P.S. - found another photo source via first pic :wink: I'm iffy about linking directly, but it's a tumblr called "afroditimou2"


----------



## Stockholmaren

Catwalk said:


> It rather a reassurance (&) thus; boosting pleasure + acceptance around his said ''reassurance,'' of (X) desire(s) / taboo feeling(s) he required - my _reinforcement_; was only a form of _approval_.
> 
> It actually _boosted + helped_ his self-esteem; There were certain aspect(s) that I did not touch / cross (Via) said ''limits,'' .. to which hit too many 'sensitive,' nerve(s).
> 
> [HR][/HR]


Isn't that only self-defeating from his part? Sounds like he accepted his own masochism, rather than dealing with it in order to balance his self-esteem. 



> _Interestingly -_ Aftercare was mostly him cleaning up after me + making sure I were clean // his mess were neat (&) orderly + _discussing_ his ''actual,'' self-esteem problem(s) revolving around his _manhood _(&) stress he felt maintaining it.
> 
> Like an odd, honest therapy.


Cleaning up after you? Were you going berserk on furnitures and shit? :tongues:

Damn, to struggle towards something and at the same time feeling good about hurting himself, because of the self-image he is maintaining ._. Poor dude. Anyways, what kind of manhood was he trying to maintain?

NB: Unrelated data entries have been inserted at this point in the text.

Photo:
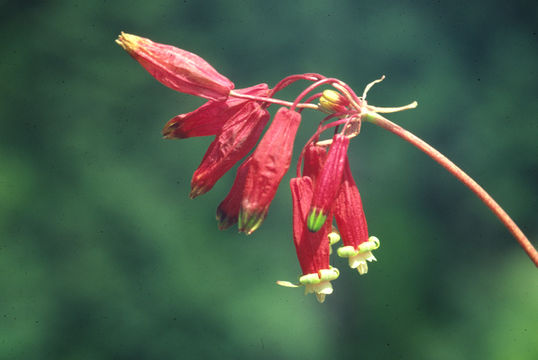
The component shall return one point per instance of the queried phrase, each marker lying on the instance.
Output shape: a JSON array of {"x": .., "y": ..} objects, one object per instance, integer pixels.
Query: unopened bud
[{"x": 333, "y": 102}]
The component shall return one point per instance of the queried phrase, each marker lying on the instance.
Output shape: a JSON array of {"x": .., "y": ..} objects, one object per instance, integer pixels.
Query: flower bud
[
  {"x": 269, "y": 164},
  {"x": 178, "y": 69},
  {"x": 333, "y": 102},
  {"x": 328, "y": 184}
]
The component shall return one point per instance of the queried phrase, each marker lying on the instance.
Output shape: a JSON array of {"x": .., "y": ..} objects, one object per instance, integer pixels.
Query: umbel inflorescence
[{"x": 324, "y": 192}]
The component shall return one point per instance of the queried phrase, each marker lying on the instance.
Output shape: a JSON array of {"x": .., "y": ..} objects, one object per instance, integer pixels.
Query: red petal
[
  {"x": 176, "y": 68},
  {"x": 270, "y": 161}
]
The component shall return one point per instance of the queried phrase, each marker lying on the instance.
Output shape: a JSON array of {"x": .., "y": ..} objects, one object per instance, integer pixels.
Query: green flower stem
[{"x": 379, "y": 120}]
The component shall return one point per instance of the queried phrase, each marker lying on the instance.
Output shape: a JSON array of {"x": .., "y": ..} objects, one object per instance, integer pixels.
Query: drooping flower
[
  {"x": 314, "y": 159},
  {"x": 351, "y": 222},
  {"x": 176, "y": 68},
  {"x": 269, "y": 163},
  {"x": 209, "y": 118},
  {"x": 236, "y": 139},
  {"x": 228, "y": 209},
  {"x": 313, "y": 249},
  {"x": 333, "y": 102},
  {"x": 328, "y": 183}
]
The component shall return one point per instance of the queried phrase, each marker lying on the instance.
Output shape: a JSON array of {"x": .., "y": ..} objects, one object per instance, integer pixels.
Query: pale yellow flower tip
[{"x": 128, "y": 42}]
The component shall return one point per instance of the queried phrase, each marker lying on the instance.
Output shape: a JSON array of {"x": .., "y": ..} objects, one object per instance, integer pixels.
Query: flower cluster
[{"x": 324, "y": 192}]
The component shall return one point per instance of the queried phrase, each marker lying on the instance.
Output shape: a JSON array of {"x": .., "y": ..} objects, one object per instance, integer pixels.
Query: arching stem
[{"x": 461, "y": 176}]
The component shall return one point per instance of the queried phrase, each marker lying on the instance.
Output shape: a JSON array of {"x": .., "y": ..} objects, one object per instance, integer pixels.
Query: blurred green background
[{"x": 103, "y": 256}]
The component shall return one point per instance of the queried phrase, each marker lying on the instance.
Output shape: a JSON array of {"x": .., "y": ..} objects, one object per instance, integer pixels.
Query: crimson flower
[
  {"x": 228, "y": 209},
  {"x": 328, "y": 183},
  {"x": 324, "y": 190},
  {"x": 314, "y": 159},
  {"x": 237, "y": 137},
  {"x": 269, "y": 164},
  {"x": 176, "y": 68},
  {"x": 312, "y": 249}
]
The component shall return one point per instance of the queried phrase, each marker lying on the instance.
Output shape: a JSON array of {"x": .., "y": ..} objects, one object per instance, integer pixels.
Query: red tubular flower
[
  {"x": 228, "y": 210},
  {"x": 178, "y": 69},
  {"x": 312, "y": 248},
  {"x": 352, "y": 226},
  {"x": 328, "y": 183},
  {"x": 270, "y": 161},
  {"x": 209, "y": 118},
  {"x": 314, "y": 159},
  {"x": 238, "y": 136}
]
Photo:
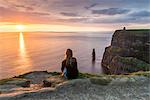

> On another cue; he were *very, very, very*, into / attracted to me (re: strong chemistry) - so perhap(s) that assisted.


At least he was man enough to challenge the Ass Slayer of Doom.


----------



## Derange At 170

Catwalk said:


> Indeed.
> 
> Anything ''less,'' than _optimal_ is a *piss-poor* job (re: 'servitude') + once vowed / devouted to my sub - my job is to please the participants need(s) (via) a superb performance as for which the reason they came (&) *entrusted* themselves in me for.
> 
> Are they *not* _satisfied_ with my performance + abilities to tend to their need(s) .. (?) I *know* I will benefit by all mean(s) necessary; but will _they_, eh .. (?)
> 
> 
> 
> 
> 
> 
> 
> 
> 
> 
> 
> 
> 
> I wonder why some subs / slaves / pets - _et al_ neglect the Aftercare of their Doms / Master(s) and Mistresses.. (?) Such attention(s) are _highly _needed - reassurance, praise (&) approval from their behalf(s).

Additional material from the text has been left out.